Last weekend's Survey Summit was perhaps the best opportunity to date for land surveyors and other high-precision GPS users to speak out and let LightSquared and our policymakers know how crucial high-precision GPS/GNSS receivers are to their operations. The discussion content was very good and our industry clearly made its points, but it was all for naught.
Esri got LightSquared Executive Vice President Jeffrey Carlisle to fly in from Washington D.C. to speak at the plenary and then participate in the discussion panel along with myself, moderator John Matonich (NSPS), Dr. Javad Ashjaee (JAVAD GNSS), Dr. Joe Paiva (consultant), Curt Sumner (ACSM), and Peter Large (Coalition to Save Our GPS). However, it was a lost opportunity. Only fifty or so people attended the discussion panel, and I'm sure Mr. Carlisle flew back to Washington D.C. to report that the high-precision GPS users just rolled over, and they are not nearly the roadblock that might have been anticipated.

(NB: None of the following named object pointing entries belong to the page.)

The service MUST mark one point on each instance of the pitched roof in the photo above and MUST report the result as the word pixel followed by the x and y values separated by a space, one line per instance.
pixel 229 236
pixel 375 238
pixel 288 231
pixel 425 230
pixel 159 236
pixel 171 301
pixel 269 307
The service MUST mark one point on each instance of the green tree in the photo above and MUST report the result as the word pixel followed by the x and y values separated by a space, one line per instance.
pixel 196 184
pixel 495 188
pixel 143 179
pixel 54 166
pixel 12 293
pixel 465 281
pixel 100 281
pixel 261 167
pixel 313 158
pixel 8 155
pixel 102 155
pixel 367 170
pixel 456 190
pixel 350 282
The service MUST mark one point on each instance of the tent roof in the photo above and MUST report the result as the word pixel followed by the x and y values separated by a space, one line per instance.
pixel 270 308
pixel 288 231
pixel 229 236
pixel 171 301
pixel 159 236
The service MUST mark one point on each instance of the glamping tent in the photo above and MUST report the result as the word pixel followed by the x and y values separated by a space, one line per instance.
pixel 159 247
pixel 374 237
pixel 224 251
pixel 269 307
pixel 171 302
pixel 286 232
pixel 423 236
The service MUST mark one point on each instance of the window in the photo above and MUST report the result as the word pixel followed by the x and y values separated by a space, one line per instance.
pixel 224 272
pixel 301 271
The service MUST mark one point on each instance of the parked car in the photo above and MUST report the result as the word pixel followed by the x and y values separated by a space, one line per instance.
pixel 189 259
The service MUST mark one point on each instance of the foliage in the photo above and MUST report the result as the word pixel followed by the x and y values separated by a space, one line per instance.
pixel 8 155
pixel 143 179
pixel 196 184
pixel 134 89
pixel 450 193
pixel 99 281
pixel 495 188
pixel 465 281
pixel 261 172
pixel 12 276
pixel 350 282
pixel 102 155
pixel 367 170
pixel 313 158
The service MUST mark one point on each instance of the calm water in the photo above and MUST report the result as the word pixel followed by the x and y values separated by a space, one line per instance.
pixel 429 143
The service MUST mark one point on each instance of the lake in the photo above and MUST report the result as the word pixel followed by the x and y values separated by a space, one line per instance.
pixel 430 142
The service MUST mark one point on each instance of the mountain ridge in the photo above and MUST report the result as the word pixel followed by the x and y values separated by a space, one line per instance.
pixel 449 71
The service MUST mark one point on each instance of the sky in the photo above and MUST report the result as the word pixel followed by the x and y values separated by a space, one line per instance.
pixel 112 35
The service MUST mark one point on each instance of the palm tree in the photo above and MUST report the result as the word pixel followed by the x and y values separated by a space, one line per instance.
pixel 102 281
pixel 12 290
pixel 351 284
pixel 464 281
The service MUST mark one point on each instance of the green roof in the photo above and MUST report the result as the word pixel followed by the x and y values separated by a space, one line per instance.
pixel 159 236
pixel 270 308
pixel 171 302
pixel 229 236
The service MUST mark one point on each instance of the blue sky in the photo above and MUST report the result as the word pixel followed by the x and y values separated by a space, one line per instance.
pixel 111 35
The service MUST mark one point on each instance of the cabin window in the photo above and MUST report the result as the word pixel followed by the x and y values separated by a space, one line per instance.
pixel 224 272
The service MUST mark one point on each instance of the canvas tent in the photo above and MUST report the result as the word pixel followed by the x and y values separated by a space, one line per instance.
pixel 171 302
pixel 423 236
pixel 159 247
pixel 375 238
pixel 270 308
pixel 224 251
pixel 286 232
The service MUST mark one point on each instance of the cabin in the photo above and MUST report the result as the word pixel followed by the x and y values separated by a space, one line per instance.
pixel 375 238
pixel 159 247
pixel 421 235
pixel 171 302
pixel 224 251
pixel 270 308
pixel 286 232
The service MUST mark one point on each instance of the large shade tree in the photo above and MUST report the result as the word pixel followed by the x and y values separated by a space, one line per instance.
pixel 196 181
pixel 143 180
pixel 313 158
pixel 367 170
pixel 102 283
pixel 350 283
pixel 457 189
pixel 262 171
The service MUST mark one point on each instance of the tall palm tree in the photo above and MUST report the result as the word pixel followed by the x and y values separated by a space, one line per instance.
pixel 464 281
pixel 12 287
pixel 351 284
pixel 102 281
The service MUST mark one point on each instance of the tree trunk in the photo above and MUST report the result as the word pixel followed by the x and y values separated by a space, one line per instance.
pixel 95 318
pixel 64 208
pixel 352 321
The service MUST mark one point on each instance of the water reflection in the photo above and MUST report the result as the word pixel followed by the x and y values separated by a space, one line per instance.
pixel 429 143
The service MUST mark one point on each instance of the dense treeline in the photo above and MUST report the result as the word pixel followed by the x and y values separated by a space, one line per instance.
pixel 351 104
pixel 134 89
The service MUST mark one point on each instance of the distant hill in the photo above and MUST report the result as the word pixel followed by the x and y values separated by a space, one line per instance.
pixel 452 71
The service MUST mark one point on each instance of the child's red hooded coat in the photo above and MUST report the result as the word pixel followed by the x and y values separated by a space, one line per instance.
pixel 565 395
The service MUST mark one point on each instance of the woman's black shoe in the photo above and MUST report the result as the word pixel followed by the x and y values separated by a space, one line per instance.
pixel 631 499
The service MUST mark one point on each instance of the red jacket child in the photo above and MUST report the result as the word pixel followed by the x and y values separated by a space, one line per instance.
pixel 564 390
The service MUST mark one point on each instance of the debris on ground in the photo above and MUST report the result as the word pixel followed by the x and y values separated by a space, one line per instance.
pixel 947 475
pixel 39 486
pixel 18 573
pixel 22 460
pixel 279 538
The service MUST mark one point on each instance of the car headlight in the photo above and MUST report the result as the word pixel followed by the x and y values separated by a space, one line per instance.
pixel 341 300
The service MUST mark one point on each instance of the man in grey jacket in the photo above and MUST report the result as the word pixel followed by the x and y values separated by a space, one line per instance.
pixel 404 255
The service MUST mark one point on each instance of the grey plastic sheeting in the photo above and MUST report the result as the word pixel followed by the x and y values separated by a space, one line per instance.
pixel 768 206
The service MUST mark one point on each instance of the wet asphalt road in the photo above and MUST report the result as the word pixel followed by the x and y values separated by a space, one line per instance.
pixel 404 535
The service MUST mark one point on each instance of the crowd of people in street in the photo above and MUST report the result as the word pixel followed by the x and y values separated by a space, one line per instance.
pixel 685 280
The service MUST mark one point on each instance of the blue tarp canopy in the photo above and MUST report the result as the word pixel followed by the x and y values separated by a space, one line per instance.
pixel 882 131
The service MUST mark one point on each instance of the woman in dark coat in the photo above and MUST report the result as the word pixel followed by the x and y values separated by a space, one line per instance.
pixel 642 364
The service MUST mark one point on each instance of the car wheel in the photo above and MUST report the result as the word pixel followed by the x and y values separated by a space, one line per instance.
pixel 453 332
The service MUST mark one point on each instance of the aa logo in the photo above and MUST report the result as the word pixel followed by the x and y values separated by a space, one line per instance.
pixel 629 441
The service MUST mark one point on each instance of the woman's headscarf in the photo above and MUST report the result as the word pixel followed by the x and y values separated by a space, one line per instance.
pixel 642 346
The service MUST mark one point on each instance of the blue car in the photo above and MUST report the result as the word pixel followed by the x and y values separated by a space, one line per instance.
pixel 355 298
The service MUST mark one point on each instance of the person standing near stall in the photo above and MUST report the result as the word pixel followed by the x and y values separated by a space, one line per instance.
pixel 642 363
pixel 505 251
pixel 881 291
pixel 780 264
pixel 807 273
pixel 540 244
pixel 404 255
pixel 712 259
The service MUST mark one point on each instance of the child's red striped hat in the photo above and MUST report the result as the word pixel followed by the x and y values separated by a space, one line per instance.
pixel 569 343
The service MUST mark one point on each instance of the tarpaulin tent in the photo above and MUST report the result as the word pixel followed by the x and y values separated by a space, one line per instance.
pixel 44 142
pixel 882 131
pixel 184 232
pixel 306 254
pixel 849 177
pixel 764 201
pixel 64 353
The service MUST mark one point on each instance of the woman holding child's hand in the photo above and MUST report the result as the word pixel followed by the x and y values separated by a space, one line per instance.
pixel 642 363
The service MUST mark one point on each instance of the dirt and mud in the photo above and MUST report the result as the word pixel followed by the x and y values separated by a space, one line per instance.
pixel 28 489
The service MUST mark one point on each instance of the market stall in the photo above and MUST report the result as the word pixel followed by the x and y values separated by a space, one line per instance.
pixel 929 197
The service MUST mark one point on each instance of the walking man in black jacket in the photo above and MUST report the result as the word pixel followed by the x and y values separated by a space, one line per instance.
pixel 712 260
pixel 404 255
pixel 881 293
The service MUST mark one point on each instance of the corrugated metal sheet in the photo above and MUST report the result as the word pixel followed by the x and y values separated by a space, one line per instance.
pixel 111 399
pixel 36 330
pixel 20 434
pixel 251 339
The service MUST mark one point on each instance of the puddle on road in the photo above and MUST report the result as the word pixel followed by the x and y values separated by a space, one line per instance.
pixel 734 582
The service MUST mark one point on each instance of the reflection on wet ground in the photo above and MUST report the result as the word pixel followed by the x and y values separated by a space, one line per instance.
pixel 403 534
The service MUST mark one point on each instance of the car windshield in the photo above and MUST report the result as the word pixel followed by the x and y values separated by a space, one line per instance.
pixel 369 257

Only fifty or so people attended the discussion panel? It might have helped the attendance if the panel discussion hadn't been held in direct conflict with a host of other workshops as well as the NSPS Board of Governors/Board of Directors Joint Meeting where the major issue of the future of ACSM was being discussed. Sometimes, I think these things are intentionally set up to fail.
No one cares anymore. The DoD and the NTIA already gave LightSquared a thumbs down. LightSquared is dead until the FCC does a spectrum swap with them.
well, you oviously don't work for the fed. government or you would know that they have bungled bigger things than this.